Come è noto la Fiat ha comunicato l’intenzione di cessare, nel 2012, la propria attività in quel sito. La reazione dei lavoratori di quello stabilimento e dell’indotto era prevedibile. C’è un problema specifico che riguarda 18 lavoratori che sono stati licenziati, la qual cosa ha ulteriormente inasprito gli animi. Sarebbe bene che la Fiat reintegrasse quei lavoratori anche per consentire al tavolo tecnico che, dal 5 febbraio, sarà insediato al ministero delle Attività Produttive, di partire con il piede giusto e di valutare serenamente le soluzioni possibili per quel sito.
Sta di fatto che quello stabilimento è di proprietà della Fiat e noi vogliamo sentire dalla Fiat quale sarà il futuro di Termini Imerese, cosa pensa di mettere in campo. Non si è mai verificato, in Europa, che una multinazionale decidesse di chiudere uno stabilimento e di andarsene senza aver prospettato una soluzione credibile al problema.

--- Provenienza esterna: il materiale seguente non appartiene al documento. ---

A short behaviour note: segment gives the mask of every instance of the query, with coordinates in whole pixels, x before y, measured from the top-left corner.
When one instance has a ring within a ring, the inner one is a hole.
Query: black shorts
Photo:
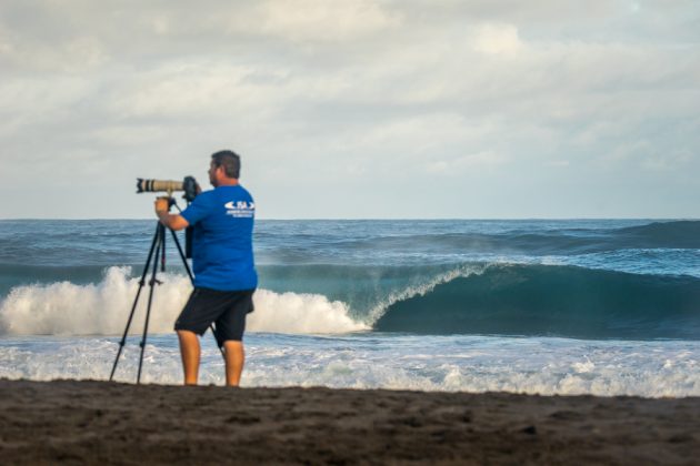
[[[243,340],[246,315],[253,312],[252,295],[256,290],[218,291],[194,288],[189,301],[176,321],[176,331],[184,330],[203,335],[216,324],[219,346],[223,342]]]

C’è infine la questione incentivi. Ebbene io penso che in un Paese come il nostro in cui il mercato delle auto è per il 67% appannaggio delle case automobilistiche straniere, riattivare quel tipo di sostegno significherebbe sostenere l’occupazione degli altri Paesi. Solo quando la Fiat deciderà di spostare in Italia la produzione di 300mila auto, io diverrò nuovamente uno strenuo sostenitore della necessità di un piano di incentivi.
Chiudiamo come abbiamo cominciato: con una domanda sulla stagione contrattuale della Uil. In queste settimane stai facendo il giro per i congressi territoriali e di categoria. In sintesi, qual è la tua prima impressione sullo stato di salute dell’Organizzazione?
Abbiamo una Uil davvero in ottima salute. Anche nelle situazioni più complesse, generate dalle difficoltà economiche che sta vivendo il Paese, ho riscontrato una capacità reattiva decisamente positiva e incoraggiante. I nostri quadri e delegati sono motivati, hanno piena consapevolezza dell’importante ruolo che la Uil è chiamata a svolgere per la tutela dei lavoratori e dei pensionati e affrontano i problemi della quotidianità nei luoghi di lavoro con senso di responsabilità, disponibilità e competenza. D’altronde, sono i risultati che parlano: cresciamo ovunque in termini di iscritti e di consensi. E’ questo il termometro giusto per testare lo stato di salute dell’Organizzazione. C’è entusiasmo e c’è fiducia: io credo, dunque, che per la Uil ci sia anche un grande futuro.